In a typically half-empty David Brooks piece (3/13/09), the columnist praises Barack Obama for embracing "rigor" in education policy, for endorsing "testing and accountability," for "mak[ing] sure results have consequences." He complains about the "education establishment's ability to evade the consequences of data" and that watered-down proficiency standards mean that "parents think their own schools are much better than they are." He commends Obama's commitment to "use data to make decisions," and Education Secretary opposition to "ignoring failure."
But Brooks says many doubt whether Obama "has the courage to follow through" on these principles, and point to "the way the president has already caved in on the D.C. vouchers case":
Democrats in Congress just killed an experiment that gives 1,700 poor Washington kids school vouchers. They even refused to grandfather in the kids already in the program, so those children will be ripped away from their mentors and friends. The idea was to cause maximum suffering, and 58 Senators voted for it.

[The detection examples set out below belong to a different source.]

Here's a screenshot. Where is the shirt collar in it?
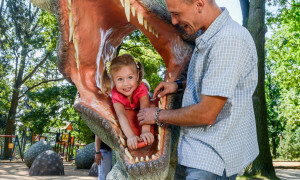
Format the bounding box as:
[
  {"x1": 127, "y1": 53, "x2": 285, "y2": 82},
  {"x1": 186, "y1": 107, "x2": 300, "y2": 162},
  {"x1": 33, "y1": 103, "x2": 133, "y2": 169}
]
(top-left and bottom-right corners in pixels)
[{"x1": 196, "y1": 7, "x2": 230, "y2": 44}]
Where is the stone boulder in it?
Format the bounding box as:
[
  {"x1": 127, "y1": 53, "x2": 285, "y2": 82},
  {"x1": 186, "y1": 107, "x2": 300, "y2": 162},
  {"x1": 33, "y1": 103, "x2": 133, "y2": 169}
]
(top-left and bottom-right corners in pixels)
[
  {"x1": 29, "y1": 150, "x2": 65, "y2": 176},
  {"x1": 75, "y1": 142, "x2": 95, "y2": 169},
  {"x1": 24, "y1": 141, "x2": 53, "y2": 168},
  {"x1": 89, "y1": 163, "x2": 98, "y2": 177}
]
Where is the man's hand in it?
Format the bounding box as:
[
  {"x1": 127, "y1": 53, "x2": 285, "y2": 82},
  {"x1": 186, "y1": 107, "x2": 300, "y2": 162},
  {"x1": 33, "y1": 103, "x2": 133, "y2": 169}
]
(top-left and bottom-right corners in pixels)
[
  {"x1": 140, "y1": 131, "x2": 154, "y2": 145},
  {"x1": 153, "y1": 82, "x2": 178, "y2": 98},
  {"x1": 95, "y1": 153, "x2": 103, "y2": 165},
  {"x1": 137, "y1": 107, "x2": 158, "y2": 126}
]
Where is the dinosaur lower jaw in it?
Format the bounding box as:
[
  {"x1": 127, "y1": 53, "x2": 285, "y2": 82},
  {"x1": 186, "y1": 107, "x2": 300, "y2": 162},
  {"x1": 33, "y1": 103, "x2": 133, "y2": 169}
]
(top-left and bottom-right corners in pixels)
[
  {"x1": 52, "y1": 0, "x2": 192, "y2": 177},
  {"x1": 74, "y1": 95, "x2": 171, "y2": 177}
]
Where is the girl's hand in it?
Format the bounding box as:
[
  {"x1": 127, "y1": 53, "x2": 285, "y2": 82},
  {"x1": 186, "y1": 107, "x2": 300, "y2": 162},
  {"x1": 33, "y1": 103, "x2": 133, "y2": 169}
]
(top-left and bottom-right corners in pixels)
[
  {"x1": 95, "y1": 153, "x2": 103, "y2": 165},
  {"x1": 127, "y1": 136, "x2": 140, "y2": 150},
  {"x1": 141, "y1": 131, "x2": 154, "y2": 145}
]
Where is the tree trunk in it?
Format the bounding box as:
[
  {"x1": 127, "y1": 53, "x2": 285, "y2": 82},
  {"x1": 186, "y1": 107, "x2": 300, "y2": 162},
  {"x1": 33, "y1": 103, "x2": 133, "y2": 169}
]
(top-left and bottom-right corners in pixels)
[
  {"x1": 247, "y1": 0, "x2": 275, "y2": 177},
  {"x1": 4, "y1": 50, "x2": 27, "y2": 159}
]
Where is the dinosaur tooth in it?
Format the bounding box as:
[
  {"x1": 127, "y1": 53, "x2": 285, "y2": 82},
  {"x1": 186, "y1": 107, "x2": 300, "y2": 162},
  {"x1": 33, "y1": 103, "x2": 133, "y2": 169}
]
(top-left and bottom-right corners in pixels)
[
  {"x1": 125, "y1": 0, "x2": 130, "y2": 22},
  {"x1": 137, "y1": 12, "x2": 144, "y2": 25},
  {"x1": 68, "y1": 0, "x2": 72, "y2": 10},
  {"x1": 144, "y1": 20, "x2": 148, "y2": 30},
  {"x1": 131, "y1": 6, "x2": 135, "y2": 17},
  {"x1": 73, "y1": 36, "x2": 79, "y2": 70},
  {"x1": 120, "y1": 0, "x2": 124, "y2": 7},
  {"x1": 69, "y1": 12, "x2": 74, "y2": 42},
  {"x1": 125, "y1": 148, "x2": 133, "y2": 161}
]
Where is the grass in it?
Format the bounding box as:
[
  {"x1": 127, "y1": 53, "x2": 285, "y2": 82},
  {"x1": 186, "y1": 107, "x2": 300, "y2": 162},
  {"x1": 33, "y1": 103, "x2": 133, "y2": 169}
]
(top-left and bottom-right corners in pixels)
[{"x1": 236, "y1": 174, "x2": 280, "y2": 180}]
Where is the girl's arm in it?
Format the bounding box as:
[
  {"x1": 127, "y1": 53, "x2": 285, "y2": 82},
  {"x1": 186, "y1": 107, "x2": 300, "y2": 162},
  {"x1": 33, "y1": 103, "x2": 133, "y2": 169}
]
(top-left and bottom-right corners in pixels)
[
  {"x1": 140, "y1": 95, "x2": 154, "y2": 145},
  {"x1": 113, "y1": 103, "x2": 136, "y2": 138},
  {"x1": 113, "y1": 103, "x2": 140, "y2": 149},
  {"x1": 140, "y1": 95, "x2": 151, "y2": 133}
]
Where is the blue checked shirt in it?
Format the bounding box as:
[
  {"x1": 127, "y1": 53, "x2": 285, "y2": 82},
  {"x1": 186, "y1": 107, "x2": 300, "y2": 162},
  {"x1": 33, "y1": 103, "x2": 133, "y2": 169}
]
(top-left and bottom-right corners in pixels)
[{"x1": 178, "y1": 8, "x2": 259, "y2": 176}]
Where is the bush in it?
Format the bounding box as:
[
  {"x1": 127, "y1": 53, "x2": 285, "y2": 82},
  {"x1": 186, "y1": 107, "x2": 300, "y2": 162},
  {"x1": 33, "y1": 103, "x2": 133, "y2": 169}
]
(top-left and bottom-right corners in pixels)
[{"x1": 279, "y1": 125, "x2": 300, "y2": 160}]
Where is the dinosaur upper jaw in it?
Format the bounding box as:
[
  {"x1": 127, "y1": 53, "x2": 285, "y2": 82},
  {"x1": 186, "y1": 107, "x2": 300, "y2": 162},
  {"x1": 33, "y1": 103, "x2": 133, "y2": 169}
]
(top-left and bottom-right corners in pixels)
[{"x1": 39, "y1": 0, "x2": 192, "y2": 177}]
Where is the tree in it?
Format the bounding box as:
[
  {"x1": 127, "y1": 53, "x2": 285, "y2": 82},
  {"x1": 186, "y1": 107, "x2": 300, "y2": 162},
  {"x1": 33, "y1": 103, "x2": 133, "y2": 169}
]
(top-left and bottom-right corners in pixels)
[
  {"x1": 240, "y1": 0, "x2": 276, "y2": 177},
  {"x1": 0, "y1": 0, "x2": 63, "y2": 158},
  {"x1": 266, "y1": 0, "x2": 300, "y2": 157}
]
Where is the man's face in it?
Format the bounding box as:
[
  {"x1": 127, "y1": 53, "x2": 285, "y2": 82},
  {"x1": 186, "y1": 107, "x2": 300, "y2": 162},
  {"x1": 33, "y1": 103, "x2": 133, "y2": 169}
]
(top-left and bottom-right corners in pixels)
[{"x1": 165, "y1": 0, "x2": 200, "y2": 35}]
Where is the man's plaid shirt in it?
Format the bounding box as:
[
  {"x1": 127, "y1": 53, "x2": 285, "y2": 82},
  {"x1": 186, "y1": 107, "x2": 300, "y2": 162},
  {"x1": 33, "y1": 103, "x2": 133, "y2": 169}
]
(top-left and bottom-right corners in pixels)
[{"x1": 178, "y1": 8, "x2": 259, "y2": 176}]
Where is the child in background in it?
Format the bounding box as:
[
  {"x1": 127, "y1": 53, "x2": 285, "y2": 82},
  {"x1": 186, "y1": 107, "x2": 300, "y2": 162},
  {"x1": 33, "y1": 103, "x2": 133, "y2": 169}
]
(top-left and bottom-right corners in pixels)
[
  {"x1": 95, "y1": 135, "x2": 112, "y2": 180},
  {"x1": 101, "y1": 54, "x2": 154, "y2": 150}
]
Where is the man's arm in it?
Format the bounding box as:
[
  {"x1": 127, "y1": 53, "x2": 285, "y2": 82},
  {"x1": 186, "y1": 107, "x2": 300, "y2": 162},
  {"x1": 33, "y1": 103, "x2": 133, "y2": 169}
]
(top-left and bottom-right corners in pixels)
[
  {"x1": 95, "y1": 135, "x2": 102, "y2": 165},
  {"x1": 138, "y1": 95, "x2": 227, "y2": 126}
]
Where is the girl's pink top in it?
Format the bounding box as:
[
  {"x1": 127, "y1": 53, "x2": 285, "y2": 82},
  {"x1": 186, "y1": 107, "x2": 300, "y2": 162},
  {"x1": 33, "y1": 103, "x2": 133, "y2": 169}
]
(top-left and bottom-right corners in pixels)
[{"x1": 111, "y1": 82, "x2": 148, "y2": 109}]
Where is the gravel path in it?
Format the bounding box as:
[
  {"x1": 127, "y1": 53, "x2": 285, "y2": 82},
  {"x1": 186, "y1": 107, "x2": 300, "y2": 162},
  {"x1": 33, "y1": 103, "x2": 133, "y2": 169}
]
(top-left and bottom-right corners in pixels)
[
  {"x1": 0, "y1": 161, "x2": 300, "y2": 180},
  {"x1": 0, "y1": 162, "x2": 97, "y2": 180}
]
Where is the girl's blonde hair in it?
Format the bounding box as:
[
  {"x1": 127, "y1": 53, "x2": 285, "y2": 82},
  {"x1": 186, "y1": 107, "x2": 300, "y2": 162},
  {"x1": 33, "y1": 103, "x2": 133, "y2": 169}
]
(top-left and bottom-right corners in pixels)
[{"x1": 100, "y1": 54, "x2": 144, "y2": 96}]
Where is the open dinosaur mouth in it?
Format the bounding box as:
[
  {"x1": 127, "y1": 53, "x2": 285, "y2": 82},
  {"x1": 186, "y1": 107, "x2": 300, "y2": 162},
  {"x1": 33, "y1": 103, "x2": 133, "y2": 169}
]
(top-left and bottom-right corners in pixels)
[{"x1": 31, "y1": 0, "x2": 192, "y2": 177}]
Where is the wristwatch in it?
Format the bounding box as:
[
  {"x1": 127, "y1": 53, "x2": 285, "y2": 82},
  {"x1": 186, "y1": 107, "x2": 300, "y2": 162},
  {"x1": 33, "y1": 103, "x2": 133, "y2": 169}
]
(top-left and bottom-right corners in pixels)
[
  {"x1": 155, "y1": 109, "x2": 165, "y2": 127},
  {"x1": 175, "y1": 79, "x2": 183, "y2": 93}
]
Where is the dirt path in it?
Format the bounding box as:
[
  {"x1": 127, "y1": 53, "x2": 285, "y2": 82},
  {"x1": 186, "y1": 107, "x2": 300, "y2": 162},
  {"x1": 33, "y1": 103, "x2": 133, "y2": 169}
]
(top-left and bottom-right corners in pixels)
[
  {"x1": 0, "y1": 161, "x2": 300, "y2": 180},
  {"x1": 0, "y1": 162, "x2": 97, "y2": 180}
]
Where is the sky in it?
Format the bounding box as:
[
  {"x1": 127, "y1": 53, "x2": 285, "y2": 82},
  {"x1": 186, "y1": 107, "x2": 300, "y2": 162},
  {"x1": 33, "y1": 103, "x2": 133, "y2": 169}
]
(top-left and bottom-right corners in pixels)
[{"x1": 216, "y1": 0, "x2": 243, "y2": 25}]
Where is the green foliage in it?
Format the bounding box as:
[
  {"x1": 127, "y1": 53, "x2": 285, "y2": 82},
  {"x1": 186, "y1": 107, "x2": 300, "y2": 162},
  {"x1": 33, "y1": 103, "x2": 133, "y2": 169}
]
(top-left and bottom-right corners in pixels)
[
  {"x1": 265, "y1": 0, "x2": 300, "y2": 158},
  {"x1": 120, "y1": 30, "x2": 165, "y2": 92},
  {"x1": 279, "y1": 125, "x2": 300, "y2": 160},
  {"x1": 20, "y1": 86, "x2": 77, "y2": 134}
]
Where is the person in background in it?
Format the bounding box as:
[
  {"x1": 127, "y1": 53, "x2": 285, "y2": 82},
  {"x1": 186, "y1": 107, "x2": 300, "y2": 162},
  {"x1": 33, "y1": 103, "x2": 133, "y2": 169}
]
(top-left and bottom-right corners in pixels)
[{"x1": 95, "y1": 135, "x2": 112, "y2": 180}]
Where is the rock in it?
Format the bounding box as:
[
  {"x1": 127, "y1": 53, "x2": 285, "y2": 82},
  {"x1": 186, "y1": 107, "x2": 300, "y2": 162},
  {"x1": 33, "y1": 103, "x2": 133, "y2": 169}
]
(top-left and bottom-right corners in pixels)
[
  {"x1": 89, "y1": 163, "x2": 98, "y2": 177},
  {"x1": 24, "y1": 141, "x2": 53, "y2": 168},
  {"x1": 75, "y1": 143, "x2": 95, "y2": 169},
  {"x1": 29, "y1": 150, "x2": 65, "y2": 176}
]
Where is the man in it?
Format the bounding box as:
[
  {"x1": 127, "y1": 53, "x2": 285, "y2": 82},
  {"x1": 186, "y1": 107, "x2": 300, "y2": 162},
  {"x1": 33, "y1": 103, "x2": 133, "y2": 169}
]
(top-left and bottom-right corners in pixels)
[
  {"x1": 95, "y1": 135, "x2": 112, "y2": 180},
  {"x1": 138, "y1": 0, "x2": 258, "y2": 180}
]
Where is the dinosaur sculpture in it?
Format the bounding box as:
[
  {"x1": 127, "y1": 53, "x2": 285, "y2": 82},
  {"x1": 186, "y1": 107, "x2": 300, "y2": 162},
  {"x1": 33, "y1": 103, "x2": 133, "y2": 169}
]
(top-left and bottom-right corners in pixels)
[{"x1": 31, "y1": 0, "x2": 193, "y2": 179}]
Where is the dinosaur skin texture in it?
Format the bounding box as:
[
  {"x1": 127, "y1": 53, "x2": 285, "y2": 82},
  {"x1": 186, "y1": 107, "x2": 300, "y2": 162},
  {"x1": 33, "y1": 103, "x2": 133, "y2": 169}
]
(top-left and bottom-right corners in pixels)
[{"x1": 32, "y1": 0, "x2": 193, "y2": 179}]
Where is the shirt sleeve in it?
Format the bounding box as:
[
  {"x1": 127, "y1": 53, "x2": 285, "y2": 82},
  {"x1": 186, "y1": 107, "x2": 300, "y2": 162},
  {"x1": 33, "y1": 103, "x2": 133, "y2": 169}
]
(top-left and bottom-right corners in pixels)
[
  {"x1": 135, "y1": 82, "x2": 148, "y2": 99},
  {"x1": 201, "y1": 37, "x2": 253, "y2": 98}
]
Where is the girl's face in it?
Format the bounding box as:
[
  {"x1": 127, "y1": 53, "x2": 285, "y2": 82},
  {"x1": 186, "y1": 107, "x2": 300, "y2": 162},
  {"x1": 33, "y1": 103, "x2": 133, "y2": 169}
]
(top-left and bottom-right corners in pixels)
[{"x1": 112, "y1": 66, "x2": 139, "y2": 98}]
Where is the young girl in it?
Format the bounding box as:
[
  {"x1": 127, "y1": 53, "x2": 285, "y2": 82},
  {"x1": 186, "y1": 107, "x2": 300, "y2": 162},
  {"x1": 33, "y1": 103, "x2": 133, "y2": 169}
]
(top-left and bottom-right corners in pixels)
[{"x1": 101, "y1": 54, "x2": 154, "y2": 150}]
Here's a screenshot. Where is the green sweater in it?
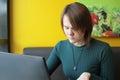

Obama has, in fact, been shamefully quiet about this. But in the next weeks he'll at least try to protect the kids now in the program.
The odd thing is that the D.C. voucher program is a very poor poster child for the importance of rigorous, data-driven education policy that rewards success and punishes failure. The students participating in the voucher program have been watched closely, and according to two Department of Education studies they aren't doing significantly better in reading or math than the peers they left behind in public school. The one bright spot that the studies found is that parents of kids in voucher schools report being more satisfied–in other words, "parents think their own schools are much better than they are."
"Rigorous" is not a word one would apply to Brooks' argument here.